The election was a “battle for the soul of America”, he said, and a chance for the national to put what he characterised as the divisiveness and chaos of the past four years behind it.
Beneath that slogan, however, was a simple calculation. Biden bet his political fortunes on the contention that Trump was too polarising and too inflammatory, and what the American people wanted was calmer, steadier leadership.
“I’m just exhausted by Trump’s attitude as a person,” says Thierry Adams, a native of France who after 18 years living in Florida cast his first vote in a presidential election in Miami last week.
Democrats succeeded in making this election a referendum on Trump, not a binary choice between the two candidates.

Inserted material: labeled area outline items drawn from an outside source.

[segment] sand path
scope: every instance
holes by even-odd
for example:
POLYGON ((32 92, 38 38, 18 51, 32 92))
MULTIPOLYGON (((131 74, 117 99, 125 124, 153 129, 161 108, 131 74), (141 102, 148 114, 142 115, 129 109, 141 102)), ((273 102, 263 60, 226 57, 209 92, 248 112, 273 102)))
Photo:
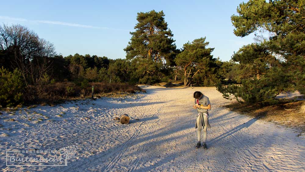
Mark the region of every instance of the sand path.
POLYGON ((75 144, 80 150, 66 167, 8 167, 2 163, 2 169, 52 171, 305 170, 304 136, 296 137, 297 134, 291 129, 230 111, 223 106, 229 102, 215 88, 142 87, 147 93, 136 98, 104 98, 84 101, 84 104, 78 102, 31 109, 54 121, 35 124, 39 127, 30 125, 25 129, 16 125, 8 132, 9 136, 2 137, 2 150, 20 147, 52 149, 75 144), (212 104, 206 150, 195 148, 196 111, 191 107, 196 90, 204 93, 212 104), (63 117, 55 116, 60 112, 64 112, 63 117), (129 124, 112 120, 116 114, 123 113, 131 118, 129 124))

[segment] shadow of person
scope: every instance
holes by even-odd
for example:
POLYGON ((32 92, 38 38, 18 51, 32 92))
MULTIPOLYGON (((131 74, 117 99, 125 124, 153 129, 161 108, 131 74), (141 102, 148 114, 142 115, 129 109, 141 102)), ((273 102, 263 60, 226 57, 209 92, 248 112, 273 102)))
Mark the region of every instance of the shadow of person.
POLYGON ((253 118, 251 119, 247 122, 244 123, 242 124, 236 126, 233 129, 232 129, 229 131, 228 131, 227 132, 222 134, 221 135, 217 136, 215 138, 212 139, 209 142, 211 144, 214 143, 216 143, 218 141, 221 140, 229 136, 231 136, 234 133, 240 131, 243 128, 249 127, 249 126, 256 121, 257 120, 257 119, 256 118, 253 118))

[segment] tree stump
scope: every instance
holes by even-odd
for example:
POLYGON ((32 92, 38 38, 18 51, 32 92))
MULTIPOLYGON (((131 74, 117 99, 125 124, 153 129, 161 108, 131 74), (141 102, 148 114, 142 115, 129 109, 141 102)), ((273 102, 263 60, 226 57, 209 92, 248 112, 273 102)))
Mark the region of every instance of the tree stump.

Biden’s winning message was simply that he was “not Trump”. A common refrain from Democrats was that a Biden victory meant Americas could go for weeks without thinking about politics. It was meant as a joke, but it contained a kernel of truth.
During the campaign to be the Democratic candidate, Biden’s competition came from his left, with Bernie Sanders and Elizabeth Warren who ran well-financed and organised campaigns that generated rock-concert sized crowds.
Despite this pressure from his liberal flank, Biden stuck with a centrist strategy, refusing to back universal government-run healthcare, free college education, or a wealth tax. This allowed him maximise his appeal to moderates and disaffected Republicans during the general election campaign.
This strategy was reflected in Biden’s choice of Kamala Harris as his running mate when he could have opted for someone with stronger support from the party’s left wing.
The one place where Biden moved closer to Sanders and Warren was on the environment and climate-change – perhaps calculating that the benefits of appealing to younger voters for whom the issue is a priority was worth the risk of alienating voters in energy-dependent swing-state industries. It was the exception, however, that proved the rule.
“It’s no secret that we’ve been critical of Vice-President’s Biden’s plans and commitments in the past,” said Varshini Prakash, co-founder of the environmental activist group the Sunrise Movement in July. “He’s responded to many of those criticisms: dramatically increasing the scale and urgency of investments, filling in details on how he’d achieve environmental justice and create good union jobs, and promising immediate action.”
Earlier this year, Biden’s campaign coffers were running on empty. He entered the general election campaign at a decided disadvantage to Trump, who had spent virtually his entire presidency amassing a campaign war chest that approached a billion dollars.
From April onward, however, the Biden campaign transformed itself into a fundraising juggernaut, and – in part because of profligacy on the part of the Trump campaign – ended up in a much stronger financial position than his opponent. At the beginning of October, the Biden campaign had $144m more cash on hand than the Trump operation, allowing it to bury the Republicans in a torrent of television advertising in almost every key battleground state.
Money isn’t everything, of course. Four years ago, the Clinton campaign had a sizeable monetary lead over Trump’s shoestring operation.
But in 2020, when in-person campaigning was curtailed by coronavirus and Americans across the country spent considerably more time consuming media in their homes, Biden’s cash advantage let him reach voters and push his message out until the very end. It allowed him to expand the electoral map, putting money into what once seemed to be longshot states like Texas, Georgia, Ohio and Iowa. Most of those bets didn’t pay off, but he put Trump on the defence, flipping what was once reliably conservative Arizona and staying highly competitive in Georgia.
Money gives a campaign options and initiative – and Biden put his advantage to good use.